I thought this study was interesting as it shows how much income levels can affect health.

The research shows that in the 1970s it was wealthier Americans who had high cholesterol as they consumed a diet high in meat and rich foods.

With the introduction of statins, which effectively lower cholesterol it is now the lower income Americans that have higher cholesterol.


The social gap of statins

U.S. researchers looked at U.S. government survey data from 1976 to 2004. In the late 1970s, wealthier Americans generally had higher cholesterol. Lead researcher Dr Chang explained, “Back in the day, wealthier people had higher cholesterol because they were better able to afford a higher-fat diet — more red meat, butter, eggs.”

However, with the introduction of statins in 1988 this started to change. The researchers found that after statins were introduced, wealthier Americans saw a drop in their average cholesterol levels.

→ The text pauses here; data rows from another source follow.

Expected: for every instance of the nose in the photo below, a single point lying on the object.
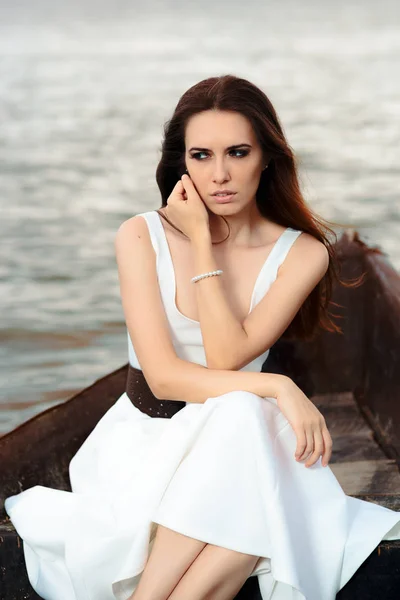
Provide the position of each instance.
(221, 173)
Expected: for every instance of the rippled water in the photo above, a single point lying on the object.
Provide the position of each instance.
(85, 88)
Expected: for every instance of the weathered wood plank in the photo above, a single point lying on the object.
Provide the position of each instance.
(368, 476)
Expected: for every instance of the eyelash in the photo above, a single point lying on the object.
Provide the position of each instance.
(244, 153)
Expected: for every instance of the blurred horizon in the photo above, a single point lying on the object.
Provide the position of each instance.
(85, 90)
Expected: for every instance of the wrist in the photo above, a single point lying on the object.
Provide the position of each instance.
(282, 383)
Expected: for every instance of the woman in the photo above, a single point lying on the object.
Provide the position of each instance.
(224, 488)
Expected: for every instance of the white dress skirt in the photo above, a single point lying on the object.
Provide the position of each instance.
(222, 472)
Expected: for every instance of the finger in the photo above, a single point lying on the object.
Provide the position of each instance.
(301, 442)
(309, 444)
(318, 448)
(328, 446)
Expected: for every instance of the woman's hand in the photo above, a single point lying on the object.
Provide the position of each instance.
(313, 437)
(186, 209)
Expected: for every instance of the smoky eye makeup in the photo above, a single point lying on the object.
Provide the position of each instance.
(243, 152)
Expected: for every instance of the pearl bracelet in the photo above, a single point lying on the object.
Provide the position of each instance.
(210, 274)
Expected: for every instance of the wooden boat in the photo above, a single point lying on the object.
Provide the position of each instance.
(353, 378)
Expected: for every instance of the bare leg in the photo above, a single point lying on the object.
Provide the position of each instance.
(170, 557)
(216, 574)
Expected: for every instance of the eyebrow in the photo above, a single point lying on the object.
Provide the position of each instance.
(228, 148)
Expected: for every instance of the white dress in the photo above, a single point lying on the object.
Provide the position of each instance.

At the same time poorer Americans saw an increase in their cholesterol levels. The researchers suggested that poorer Americans are not able to afford statins. They also suggested that they may not be able to afford fresh fruits and vegetables and healthy lean foods.


What’s happened?

There has been a flip in the relationship between income and cholesterol in the U.S. From the late 1970s when higher-income Americans had higher cholesterol, whereas now poorer Americans have the highest levels.

For example, the wealthiest group of Americans was 70% more likely to be taking statins than the lowest income group.


The good news is …

Overall cholesterol levels in America have dropped!

From the first survey in 1976 to the last in 2004, high cholesterol among women dropped from 28% to 17%, while men had a decrease from 25% to 17%.

The research from the the University of Pennsylvania in Philadelphia was published in the Journal of Health and Social Behavior.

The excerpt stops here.